Benjamin addresses what next president will face in Middle East
Daniel Benjamin, who served on the National Security Council under President Bill Clinton will give a free presentation, “The Broader Middle East and the Next President,” on Oct. 29 from noon to 1 p.m. in Room 124 of the Mathewson-IGT Knowledge Center on the University of Nevada, Reno campus.
Benjamin specializes in American foreign policy, terrorism and European, Middle East and South Asia affairs. Prior to joining the Brookings Institution in 1996, Benjamin was a senior fellow for six years in the International Security Program at the Center for Strategic and International Studies. He worked under President Clinton on the National Security Council staff from 1994 to 1999, and specifically as director for transnational threats from 1998-1999. In this position he kept the President and the National Security Advisor briefed and prepared with policy options about these threats.
From 1994-1997 he was the foreign policy speechwriter and special assistant to President Clinton.
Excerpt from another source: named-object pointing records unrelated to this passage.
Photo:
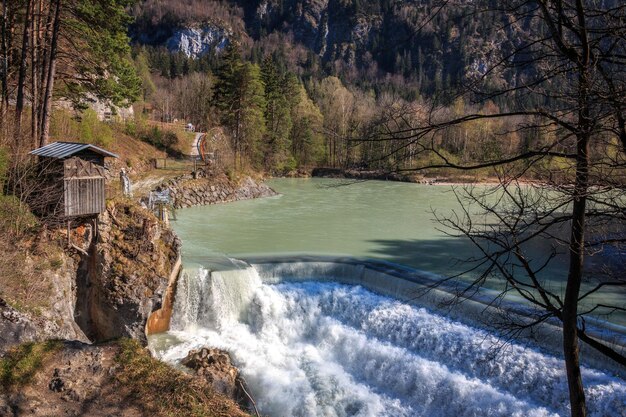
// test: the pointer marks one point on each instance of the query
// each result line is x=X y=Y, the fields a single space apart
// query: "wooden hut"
x=72 y=179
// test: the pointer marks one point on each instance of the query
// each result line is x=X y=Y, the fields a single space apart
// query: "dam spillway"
x=312 y=339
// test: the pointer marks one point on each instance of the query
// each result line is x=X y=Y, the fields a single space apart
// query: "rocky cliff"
x=126 y=273
x=112 y=379
x=433 y=45
x=198 y=40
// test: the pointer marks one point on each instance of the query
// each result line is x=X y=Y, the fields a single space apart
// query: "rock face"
x=215 y=367
x=119 y=378
x=213 y=188
x=69 y=385
x=55 y=316
x=126 y=273
x=200 y=40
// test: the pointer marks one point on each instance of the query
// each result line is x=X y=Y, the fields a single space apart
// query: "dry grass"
x=168 y=391
x=21 y=364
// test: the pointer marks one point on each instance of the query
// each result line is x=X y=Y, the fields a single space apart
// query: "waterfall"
x=213 y=299
x=311 y=348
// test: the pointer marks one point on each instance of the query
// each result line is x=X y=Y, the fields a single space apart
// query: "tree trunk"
x=19 y=102
x=574 y=280
x=4 y=103
x=34 y=75
x=46 y=108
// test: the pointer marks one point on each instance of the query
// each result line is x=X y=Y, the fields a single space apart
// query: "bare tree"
x=568 y=96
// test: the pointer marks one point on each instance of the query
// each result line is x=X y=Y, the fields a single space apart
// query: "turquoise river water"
x=313 y=348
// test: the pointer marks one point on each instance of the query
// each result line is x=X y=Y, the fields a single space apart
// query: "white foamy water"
x=324 y=349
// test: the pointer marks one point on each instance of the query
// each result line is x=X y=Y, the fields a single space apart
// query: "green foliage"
x=240 y=97
x=165 y=390
x=21 y=363
x=102 y=52
x=16 y=218
x=93 y=130
x=164 y=140
x=4 y=166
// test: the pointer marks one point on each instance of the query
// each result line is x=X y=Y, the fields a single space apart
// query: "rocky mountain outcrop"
x=199 y=40
x=125 y=275
x=430 y=44
x=213 y=188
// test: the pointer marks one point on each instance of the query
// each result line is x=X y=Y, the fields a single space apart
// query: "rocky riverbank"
x=211 y=188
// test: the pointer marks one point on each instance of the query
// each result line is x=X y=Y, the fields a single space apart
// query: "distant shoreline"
x=409 y=178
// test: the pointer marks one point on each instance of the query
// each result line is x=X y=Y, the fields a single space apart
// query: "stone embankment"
x=212 y=188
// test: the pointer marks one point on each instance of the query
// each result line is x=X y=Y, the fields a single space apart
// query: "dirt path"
x=194 y=146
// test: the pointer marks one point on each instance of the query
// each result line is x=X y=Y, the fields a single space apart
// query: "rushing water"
x=327 y=349
x=374 y=219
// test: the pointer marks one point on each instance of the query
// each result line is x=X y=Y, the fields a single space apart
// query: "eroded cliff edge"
x=60 y=307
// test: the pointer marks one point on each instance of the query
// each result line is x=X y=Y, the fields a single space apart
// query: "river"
x=329 y=349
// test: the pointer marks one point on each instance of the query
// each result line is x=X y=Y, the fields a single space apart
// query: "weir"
x=313 y=337
x=425 y=289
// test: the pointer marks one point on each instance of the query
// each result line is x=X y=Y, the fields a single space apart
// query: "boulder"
x=214 y=365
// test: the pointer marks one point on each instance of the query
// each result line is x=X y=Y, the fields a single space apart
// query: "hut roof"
x=61 y=150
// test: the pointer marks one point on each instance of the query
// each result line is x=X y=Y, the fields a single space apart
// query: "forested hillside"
x=420 y=46
x=301 y=83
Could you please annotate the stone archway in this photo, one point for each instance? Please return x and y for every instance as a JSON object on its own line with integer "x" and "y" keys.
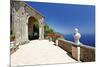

He was named director of the Center on the United States and Europe and a senior fellow in Foreign Policy Studies at the Brookings Institution in December 2006. “This is a terrific opportunity for students and faculty,” said Leonard Weinberg, a political science professor, who Benjamin called about speaking on campus.
“We recently had Ty Cobb, Sr. on campus, who worked on the National Security Council under President Reagan. With Benjamin working on the National Security Council under President Clinton, it certainly suggests that our University can attract first-rate people from both sides of the aisle.” Benjamin has appeared frequently on the nightly news broadcasts of all the major networks and the Lehrer News Hour and has been on such shows as Frontline, 60 Minutes, Nightline, This Week with George Stephanopoulos and Fox News Sunday. He has published numerous articles in The New York Times, Washington Post, Los Angeles Times, TIME Magazine and Slate, among others.
His visit is sponsored by the National Security Network and is presented by the University department of political science and the Northern Nevada International Center.